Next, you need to customize a prepare input to extract the data from the dataset and form the input of the model (see example above). Luckily, you can do this with the help of `register_dataset_retriever`.

In [5]:
from testbed.data import register_dataset_retriever, prepare_input


def retriever(item, is_last):
    return [
        {
            "role": "question",
            "content": [
                {
                    "type": "text",
                    "text": item["question"],
                },
            ],
        },
        (
            {"role": "answer"}
            if is_last
            else {
                "role": "answer",
                "content": [{"type": "text", "text": item["answer"]}],
            }
        ),
    ]


register_dataset_retriever("boolean", retriever=retriever)
prepare_input(
    "boolean",
    next(iter(dataloader)),
    "Here are some boolean expressions, you need to directly tell the answer. If it is true, print True, else print False.",
)

[[{'role': 'instruction',
   'content': 'Here are some boolean expressions, you need to directly tell the answer. If it is true, print True, else print False.'},
  {'role': 'question',
   'content': [{'type': 'text',
     'text': '(False and True or False) and (True or False and False) or (False or False or True)'}]},
  {'role': 'answer', 'content': [{'type': 'text', 'text': True}]},
  {'role': 'question',
   'content': [{'type': 'text',
     'text': '(True and False and False) or (False and False or False) or (False or True)'}]},
  {'role': 'answer', 'content': [{'type': 'text', 'text': True}]},
  {'role': 'question',
   'content': [{'type': 'text',
     'text': '(True and True) or (True and True) and (True or True)'}]},
  {'role': 'answer'}],
 [{'role': 'instruction',
   'content': 'Here are some boolean expressions, you need to directly tell the answer. If it is true, print True, else print False.'},
  {'role': 'question',
   'content': [{'type': 'text',
     'text': '(False or Fals


It will be transformed to the real prompt by `model.apply_prompt_template` which is a step in `model.process_input`. `apply_prompt_template` is an alias for [`apply_chat_template`](https://huggingface.co/docs/transformers/main/chat_templating).

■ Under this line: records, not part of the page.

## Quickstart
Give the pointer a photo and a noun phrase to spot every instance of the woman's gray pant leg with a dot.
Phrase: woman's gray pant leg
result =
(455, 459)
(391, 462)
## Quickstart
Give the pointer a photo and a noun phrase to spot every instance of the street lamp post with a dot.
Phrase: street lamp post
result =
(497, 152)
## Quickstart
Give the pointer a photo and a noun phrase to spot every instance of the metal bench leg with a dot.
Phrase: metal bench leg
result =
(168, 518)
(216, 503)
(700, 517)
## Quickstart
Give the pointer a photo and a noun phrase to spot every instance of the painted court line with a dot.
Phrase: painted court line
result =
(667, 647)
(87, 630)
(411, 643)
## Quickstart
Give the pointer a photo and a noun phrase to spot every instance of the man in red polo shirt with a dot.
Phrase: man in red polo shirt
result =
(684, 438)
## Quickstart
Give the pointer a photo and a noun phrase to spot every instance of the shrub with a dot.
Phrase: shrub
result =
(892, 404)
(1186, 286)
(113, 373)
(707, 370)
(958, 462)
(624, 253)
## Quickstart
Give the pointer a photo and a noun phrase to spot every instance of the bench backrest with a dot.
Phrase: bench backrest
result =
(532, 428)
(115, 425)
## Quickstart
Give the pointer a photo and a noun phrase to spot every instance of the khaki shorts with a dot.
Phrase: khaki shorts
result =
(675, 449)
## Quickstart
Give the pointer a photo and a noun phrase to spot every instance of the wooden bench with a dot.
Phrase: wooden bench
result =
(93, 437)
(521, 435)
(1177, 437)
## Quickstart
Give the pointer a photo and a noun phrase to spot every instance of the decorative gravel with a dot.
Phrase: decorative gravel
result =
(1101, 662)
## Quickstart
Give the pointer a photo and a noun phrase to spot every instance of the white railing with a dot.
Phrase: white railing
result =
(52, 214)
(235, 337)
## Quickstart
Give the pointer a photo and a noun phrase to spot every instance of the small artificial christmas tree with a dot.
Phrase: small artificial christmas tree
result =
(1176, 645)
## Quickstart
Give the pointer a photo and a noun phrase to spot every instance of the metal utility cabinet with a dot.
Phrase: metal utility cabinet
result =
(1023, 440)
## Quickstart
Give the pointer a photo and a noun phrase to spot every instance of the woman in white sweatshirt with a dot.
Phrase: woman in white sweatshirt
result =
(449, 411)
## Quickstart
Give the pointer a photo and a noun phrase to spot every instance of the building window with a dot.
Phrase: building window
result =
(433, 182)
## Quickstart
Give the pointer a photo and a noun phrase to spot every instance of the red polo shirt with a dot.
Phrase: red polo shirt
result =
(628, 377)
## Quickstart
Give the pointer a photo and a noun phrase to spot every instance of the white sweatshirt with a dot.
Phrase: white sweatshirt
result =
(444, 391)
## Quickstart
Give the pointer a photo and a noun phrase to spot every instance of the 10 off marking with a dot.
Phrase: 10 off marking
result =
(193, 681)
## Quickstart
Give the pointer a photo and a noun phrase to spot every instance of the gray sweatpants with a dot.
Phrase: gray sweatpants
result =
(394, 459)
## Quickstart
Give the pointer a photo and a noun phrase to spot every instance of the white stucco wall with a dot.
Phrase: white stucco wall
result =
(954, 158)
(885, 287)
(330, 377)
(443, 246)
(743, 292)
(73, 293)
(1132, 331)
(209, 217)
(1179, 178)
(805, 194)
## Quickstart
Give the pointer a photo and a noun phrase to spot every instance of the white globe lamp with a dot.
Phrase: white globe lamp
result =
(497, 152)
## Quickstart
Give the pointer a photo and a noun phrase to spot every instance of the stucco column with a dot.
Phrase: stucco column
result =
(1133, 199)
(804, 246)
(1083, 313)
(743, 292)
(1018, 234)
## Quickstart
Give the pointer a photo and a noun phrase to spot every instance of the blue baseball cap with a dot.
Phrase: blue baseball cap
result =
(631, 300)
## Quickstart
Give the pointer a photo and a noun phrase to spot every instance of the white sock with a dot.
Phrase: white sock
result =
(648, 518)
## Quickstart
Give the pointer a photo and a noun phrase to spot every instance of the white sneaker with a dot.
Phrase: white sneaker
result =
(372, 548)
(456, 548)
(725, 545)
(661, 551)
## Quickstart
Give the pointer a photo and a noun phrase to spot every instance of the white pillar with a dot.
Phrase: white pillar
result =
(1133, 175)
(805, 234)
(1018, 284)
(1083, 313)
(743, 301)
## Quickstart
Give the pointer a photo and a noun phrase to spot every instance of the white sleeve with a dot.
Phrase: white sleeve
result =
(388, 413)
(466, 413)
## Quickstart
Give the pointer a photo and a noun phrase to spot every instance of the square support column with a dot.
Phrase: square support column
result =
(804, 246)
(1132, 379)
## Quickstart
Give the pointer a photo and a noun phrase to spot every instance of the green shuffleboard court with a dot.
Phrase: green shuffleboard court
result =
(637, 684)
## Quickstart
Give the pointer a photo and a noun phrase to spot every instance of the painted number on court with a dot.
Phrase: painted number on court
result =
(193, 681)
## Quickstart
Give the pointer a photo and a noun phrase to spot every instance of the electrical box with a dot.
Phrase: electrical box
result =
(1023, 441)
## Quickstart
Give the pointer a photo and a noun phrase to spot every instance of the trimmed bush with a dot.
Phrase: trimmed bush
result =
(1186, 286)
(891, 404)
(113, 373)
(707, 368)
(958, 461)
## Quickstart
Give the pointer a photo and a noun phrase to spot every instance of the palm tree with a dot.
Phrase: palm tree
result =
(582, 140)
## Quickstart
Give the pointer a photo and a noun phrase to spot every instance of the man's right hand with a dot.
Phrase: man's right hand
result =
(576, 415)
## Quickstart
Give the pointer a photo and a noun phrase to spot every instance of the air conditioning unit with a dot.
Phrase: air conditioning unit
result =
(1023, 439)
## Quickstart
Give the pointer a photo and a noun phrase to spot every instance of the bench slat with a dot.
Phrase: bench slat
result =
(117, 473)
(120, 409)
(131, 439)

After getting the model output, you need to do post-processing generation to clean and extract what answer should be. This is a dataset-dependent method, that is, different datasets have different post-processing styles. For our boolean expression dataset, just convert `True` to `1` and `False` to `0`.

In [9]:
from testbed.data import register_postprocess, postprocess_generation

register_postprocess("boolean", lambda pred: int(eval(pred)))
model.processor.pad_token = model.processor.eos_token
batch = next(iter(dataloader))
single_context = batch[0]
text = prepare_input("boolean", [single_context])
print(model.apply_prompt_template(text))
raw_output = model.generate(text, **hparams["generate_args"])
print(raw_output)
prediction = postprocess_generation("boolean", raw_output, stop_words=["\n", "Question", "Answer"])
print(prediction)
print(single_context[-1]["answer"])  # gt

Setting `pad_token_id` to `eos_token_id`:None for open-end generation.

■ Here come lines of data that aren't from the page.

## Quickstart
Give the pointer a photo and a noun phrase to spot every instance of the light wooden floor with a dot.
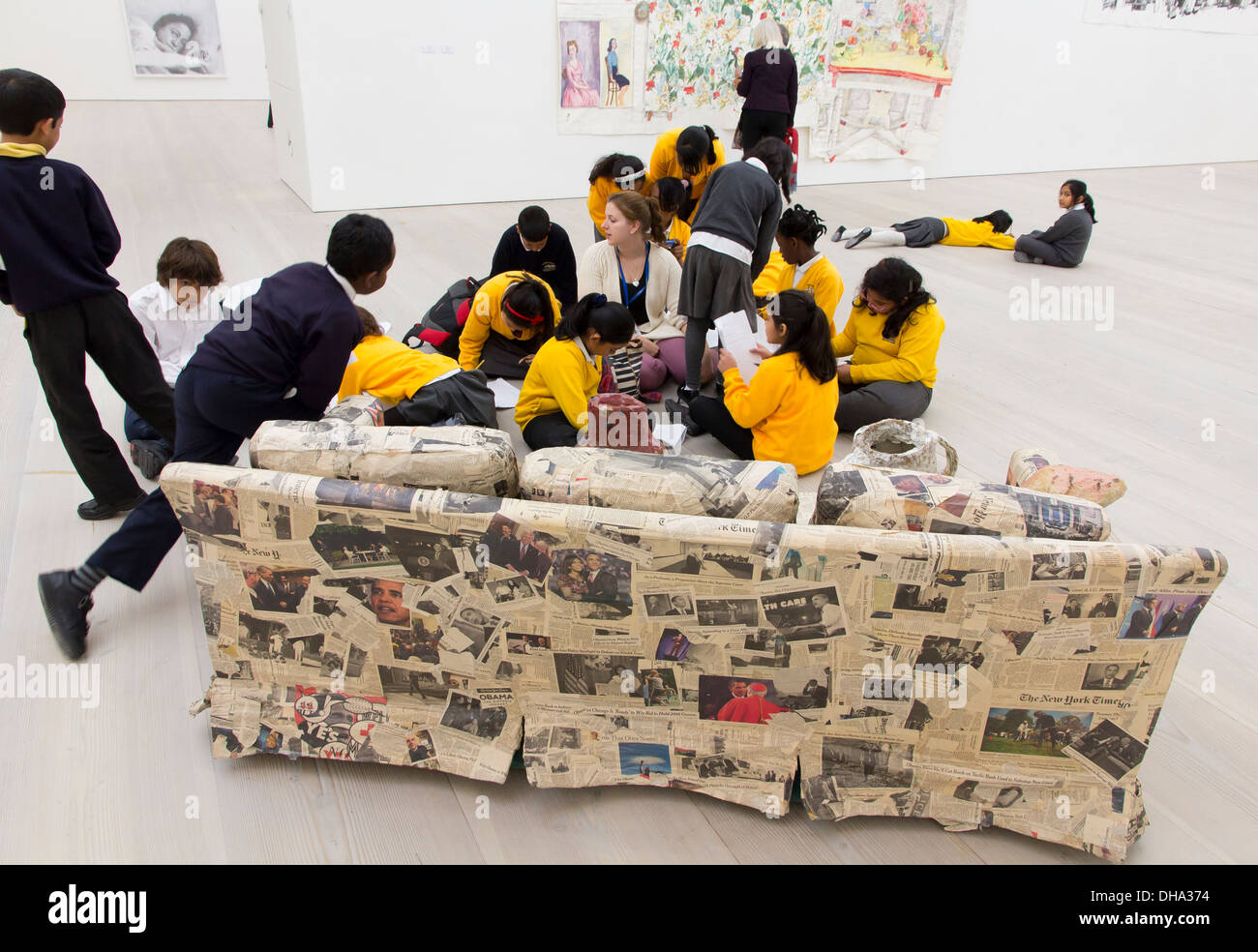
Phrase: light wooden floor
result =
(114, 784)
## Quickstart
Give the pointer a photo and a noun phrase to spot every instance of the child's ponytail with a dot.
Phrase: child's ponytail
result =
(1080, 192)
(612, 321)
(527, 303)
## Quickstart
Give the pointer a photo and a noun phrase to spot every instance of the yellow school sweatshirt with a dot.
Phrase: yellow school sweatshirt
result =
(789, 414)
(558, 380)
(910, 357)
(972, 234)
(486, 315)
(665, 164)
(823, 280)
(390, 370)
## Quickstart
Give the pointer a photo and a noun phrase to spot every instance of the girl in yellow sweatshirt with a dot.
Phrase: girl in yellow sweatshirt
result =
(554, 397)
(797, 264)
(892, 335)
(427, 389)
(787, 411)
(690, 154)
(612, 174)
(508, 318)
(985, 230)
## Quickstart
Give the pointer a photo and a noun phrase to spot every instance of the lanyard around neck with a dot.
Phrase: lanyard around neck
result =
(624, 285)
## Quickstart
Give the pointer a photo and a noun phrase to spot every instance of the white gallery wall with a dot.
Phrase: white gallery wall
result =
(428, 102)
(83, 46)
(418, 102)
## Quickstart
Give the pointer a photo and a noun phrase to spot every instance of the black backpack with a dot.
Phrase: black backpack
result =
(443, 322)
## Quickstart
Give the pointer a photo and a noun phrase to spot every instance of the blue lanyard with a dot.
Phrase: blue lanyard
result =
(624, 287)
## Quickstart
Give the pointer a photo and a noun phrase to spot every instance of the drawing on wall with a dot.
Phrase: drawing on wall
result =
(168, 39)
(1191, 15)
(695, 48)
(600, 46)
(889, 66)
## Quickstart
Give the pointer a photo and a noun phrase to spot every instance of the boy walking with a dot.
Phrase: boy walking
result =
(57, 242)
(285, 364)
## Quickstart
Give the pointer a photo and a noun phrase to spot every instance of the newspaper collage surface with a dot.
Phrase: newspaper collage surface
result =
(973, 679)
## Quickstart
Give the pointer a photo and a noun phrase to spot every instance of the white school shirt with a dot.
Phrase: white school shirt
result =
(722, 244)
(175, 332)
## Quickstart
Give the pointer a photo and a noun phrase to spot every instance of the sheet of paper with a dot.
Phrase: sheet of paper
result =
(504, 395)
(671, 434)
(738, 339)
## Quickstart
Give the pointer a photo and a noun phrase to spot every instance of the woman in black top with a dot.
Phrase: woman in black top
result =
(770, 84)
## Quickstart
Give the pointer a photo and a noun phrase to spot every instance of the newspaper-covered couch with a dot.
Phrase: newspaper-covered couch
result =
(691, 486)
(979, 682)
(466, 460)
(926, 502)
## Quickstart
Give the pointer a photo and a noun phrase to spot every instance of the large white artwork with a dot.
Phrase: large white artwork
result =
(1194, 15)
(889, 66)
(174, 38)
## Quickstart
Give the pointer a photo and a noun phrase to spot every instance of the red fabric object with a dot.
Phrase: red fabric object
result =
(751, 709)
(620, 422)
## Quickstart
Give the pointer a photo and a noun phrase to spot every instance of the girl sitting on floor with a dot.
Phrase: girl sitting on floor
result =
(510, 317)
(787, 411)
(1065, 242)
(797, 264)
(611, 175)
(986, 230)
(554, 399)
(893, 335)
(633, 268)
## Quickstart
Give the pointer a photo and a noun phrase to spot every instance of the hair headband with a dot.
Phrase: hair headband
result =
(627, 180)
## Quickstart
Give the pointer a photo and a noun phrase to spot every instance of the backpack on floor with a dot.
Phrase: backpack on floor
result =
(443, 322)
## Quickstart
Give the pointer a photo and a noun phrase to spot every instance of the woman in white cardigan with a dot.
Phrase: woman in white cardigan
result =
(633, 267)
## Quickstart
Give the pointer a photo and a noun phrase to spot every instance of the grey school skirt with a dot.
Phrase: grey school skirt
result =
(712, 285)
(922, 231)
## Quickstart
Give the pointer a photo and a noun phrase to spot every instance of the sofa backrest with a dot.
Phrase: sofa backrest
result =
(969, 679)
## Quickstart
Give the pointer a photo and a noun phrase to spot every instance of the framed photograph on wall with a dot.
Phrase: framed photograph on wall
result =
(174, 38)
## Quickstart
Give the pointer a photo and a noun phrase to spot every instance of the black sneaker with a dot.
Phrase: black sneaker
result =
(682, 414)
(96, 510)
(150, 457)
(858, 238)
(66, 609)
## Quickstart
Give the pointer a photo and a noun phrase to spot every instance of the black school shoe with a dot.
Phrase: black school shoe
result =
(66, 609)
(150, 457)
(682, 414)
(858, 238)
(96, 510)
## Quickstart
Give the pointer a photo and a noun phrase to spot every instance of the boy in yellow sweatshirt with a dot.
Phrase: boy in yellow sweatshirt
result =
(690, 154)
(892, 336)
(554, 399)
(510, 317)
(427, 389)
(787, 411)
(797, 264)
(985, 230)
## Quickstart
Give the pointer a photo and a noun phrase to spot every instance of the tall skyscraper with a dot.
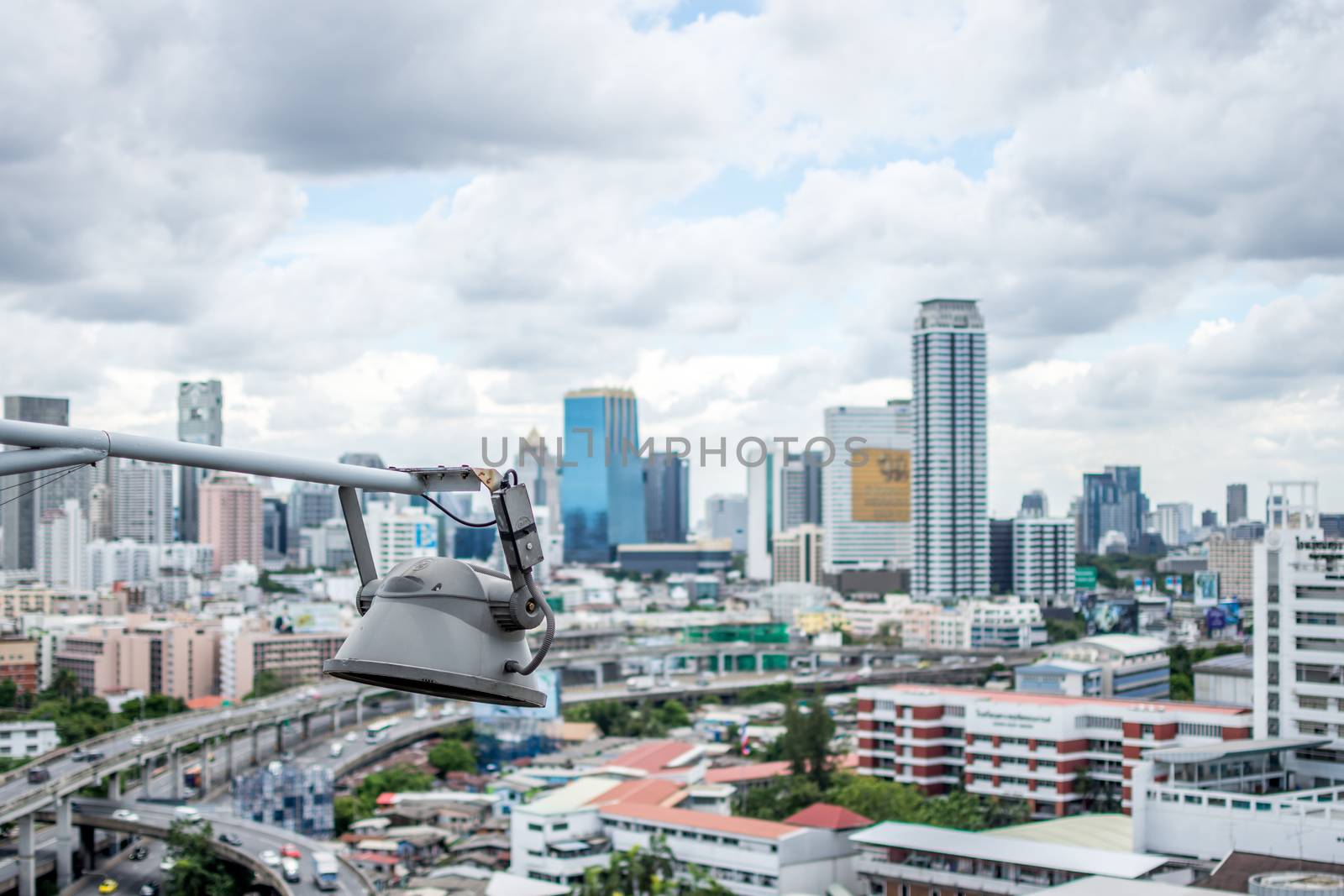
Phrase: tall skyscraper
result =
(866, 488)
(232, 519)
(1113, 501)
(667, 497)
(604, 474)
(1236, 503)
(201, 421)
(951, 479)
(143, 506)
(26, 503)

['Question: (False and True or False) and (True or False and False) or (False or False or True)\nAnswer: True\nQuestion: (True and False and False) or (False and False or False) or (False or True)\nAnswer: True\nQuestion: (True and True) or (True and True) and (True or True)\nAnswer: ']
['True\nQuestion: (']
[1]
True


## Step 4. Evaluate
For our task, it uses ROC AUC to evaluate, which has already been implemented in [`evaluate`](https://huggingface.co/docs/evaluate/index) library that comes from hugging face. 

In [11]:
from tqdm import tqdm
import evaluate

total_roc_auc = evaluate.load("accuracy")
result = []

# for simplicity, just run 10 batches
for i, batch in zip(
    range(10), tqdm(dataloader, desc=f"Evaluating {model.model_name} ...")
):
    text = prepare_input("boolean", batch)
    predictions = model.generate(text, **hparams["generate_args"])
    for pred, context in zip(predictions, batch):
        last_item = context[-1]
        answer = last_item["answer"]
        prediction = postprocess_generation("boolean", pred, stop_words=["\n", "Question", "Answer"])
        total_roc_auc.add(predictions=prediction, references=answer)
        result.append(
            {
                "question": last_item["question"],
                "answer": last_item["answer"],
                "raw_output":pred,
                "prediction": prediction,
            }
        )

eval_result = total_roc_auc.compute()
eval_result

Evaluating mistral-7b ...:   0%|          | 0/33 [00:00<?, ?it/s]Setting `pad_token_id` to `eos_token_id`:None for open-end generation.
Evaluating mistral-7b ...:   3%|▎         | 1/33 [00:00<00:13,  2.42it/s]Setting `pad_token_id` to `eos_token_id`:None for open-end generation.
Evaluating mistral-7b ...:   6%|▌         | 2/33 [00:00<00:11,  2.61it/s]Setting `pad_token_id` to `eos_token_id`:None for open-end generation.
Evaluating mistral-7b ...:   9%|▉         | 3/33 [00:01<00:11,  2.70it/s]Setting `pad_token_id` to `eos_token_id`:None for open-end generation.
Evaluating mistral-7b ...:  12%|█▏        | 4/33 [00:01<00:10,  2.78it/s]Setting `pad_token_id` to `eos_token_id`:None for open-end generation.
Evaluating mistral-7b ...:  15%|█▌        | 5/33 [00:01<00:09,  2.85it/s]Setting `pad_token_id` to `eos_token_id`:None for open-end generation.
Evaluating mistral-7b ...:  18%|█▊        | 6/33 [00:02<00:09,  2.84it/s]Setting `pad_token_id` to `eos_token_id`:None for open-end generation.


{'accuracy': 0.7}

## Step 4. Save Results
With the help of `evaluate.save`, we are able to save result and other hyper parameters to a json file.

In [None]:
hparams["dtype"] = str(hparams["dtype"])
evaluate.save("./", eval_result=eval_result, hparams=hparams, records=result)